Cyclists and the Impeding Traffic Question

  Posted in bicycle accident

Two Oklahoma statutes address the issue of impeding traffic.

47 Okla. Stat. § 11-804 applies to “motor vehicles” and says, “No person shall drive a motor vehicle at such a slow speed as to impede the normal and reasonable movement of traffic . . . .”

47 Okla. Stat. § 11-1205 applies to bicycles and says, “Persons riding two abreast shall not impede the normal and reasonable flow of traffic and, on a laned roadway, shall ride within a single lane.”

What constitutes “normal and reasonable flow of traffic” has not been defined in Oklahoma and how Oklahoma courts apply and interpret this issue is unknown. What constitutes “reasonable” flow of traffic as it relates to bicycles has been addressed in Ohio.

In the Ohio case of City of Trotwood v. Selz, 2000 OH 48162 (2000), a cyclist traveling 15 mph was cited for impeding traffic. Ohio’s ordinance was virtually identical to Oklahoma’s statute in that it prohibited a vehicle from traveling at such a slow speed as to “impede or block the normal and reasonable movement of traffic”.

The cyclist lost in municipal court and appealed to the Ohio Supreme Court.
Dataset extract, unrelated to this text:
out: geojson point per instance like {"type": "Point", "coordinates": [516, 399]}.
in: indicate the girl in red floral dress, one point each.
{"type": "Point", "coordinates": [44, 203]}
The Ohio court likened bicyclists to operators of farm machinery and cited a Georgia case where the operator of a combine was cited for impeding traffic. The Georgia court said you have to look at what is a reasonable speed for that particular vehicle. In finding for the cyclist, the Ohio Supreme Court said,

“[H]olding the operator to have violated the slow speed statute would be tantamount to excluding operators of these vehicles from the public roadways, something that each legislative authority, respectively, has not clearly expressed an intention to do.”